C’est pourquoi la charité paternelle dont Nous entourons toutes les nations, de même qu’elle Nous a poussé naguère à exhorter, par des lettres que Nous leur avons adressées, les évêques d’Irlande, d’Espagne et d’Italie, à rappeler leurs peuples à leur devoir ; ainsi à l’heure présente. Nous sommes déterminé, mû par le même sentiment, à dire à la France Notre pensée et à lui ouvrir Notre cœur.
En effet, les complots précités ne nuisent pas seulement à la religion, mais ils sont encore funestes et pernicieux à l’Etat. Il est impossible, en effet, que la prospérité règne dans une nation où la religion ne garde pas son influence. L’homme perd-il le respect de Dieu ? Aussitôt croule le plus ferme appui de la justice sans laquelle on ne peut bien gérer la chose publique, au jugement même des sages du paganisme. L’autorité des princes n’aura plus dès lors son prestige nécessaire ; les lois seront sans force suffisante. Chacun préférera l’utile à l’honnête, les droits perdront leurs forces, s’ils n’ont d’autre sauvegarde que la crainte des châtiments. Ceux qui commandent se laisseront emporter facilement à la tyrannie, et ceux qui obéissent à la révolte et à la sédition.
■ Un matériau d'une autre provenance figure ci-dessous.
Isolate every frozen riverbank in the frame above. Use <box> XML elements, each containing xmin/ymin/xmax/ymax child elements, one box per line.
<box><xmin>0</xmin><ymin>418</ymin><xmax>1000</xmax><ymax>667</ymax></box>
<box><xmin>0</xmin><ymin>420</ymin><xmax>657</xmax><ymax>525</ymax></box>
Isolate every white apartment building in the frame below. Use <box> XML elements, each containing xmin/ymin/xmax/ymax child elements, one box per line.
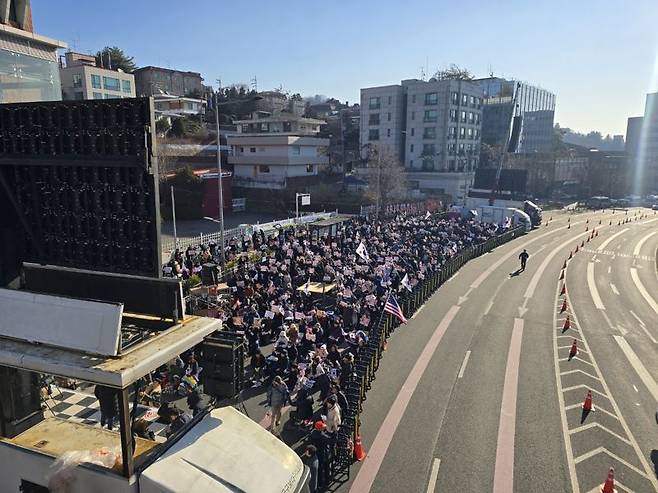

D’ailleurs, comme il n’y a aucun bien dans les choses, qu’elles ne l’aient reçu de la bonté divine, toute société humaine qui prétend exclure Dieu de sa constitution et de son gouvernement refuse, autant qu’il est en elle, le secours des bienfaits divins, et se rend absolument indigne de la protection du ciel. Aussi, quelles que soient en apparence ses forces et ses richesses, elle porte dans ses entrailles un principe secret de mort et ne peut espérer une longue durée. C’est que, pour les individus, autant il est salutaire de servir les desseins de Dieu, autant il est dangereux de s’en écarter ; et d’ordinaire, on voit les Etats, à mesure qu’ils se montrent plus fidèles à Dieu et à l’Eglise, monter comme naturellement au sommet de la prospérité, et pencher vers la décadence quand ils s’éloignent de cette conduite. L’histoire Nous montre dans la suite des siècles ces alternatives et Nous pourrions en citer des exemples récents dans Votre pays lui-même, si Nous prenions le temps de rappeler ce qui s’est vu au siècle passé, alors que les foules, emportées par l’audace de la révolte, ébranlaient jusque dans ses fondements la France terrifiée, et enveloppaient les choses sacrées et profanes dans une même catastrophe.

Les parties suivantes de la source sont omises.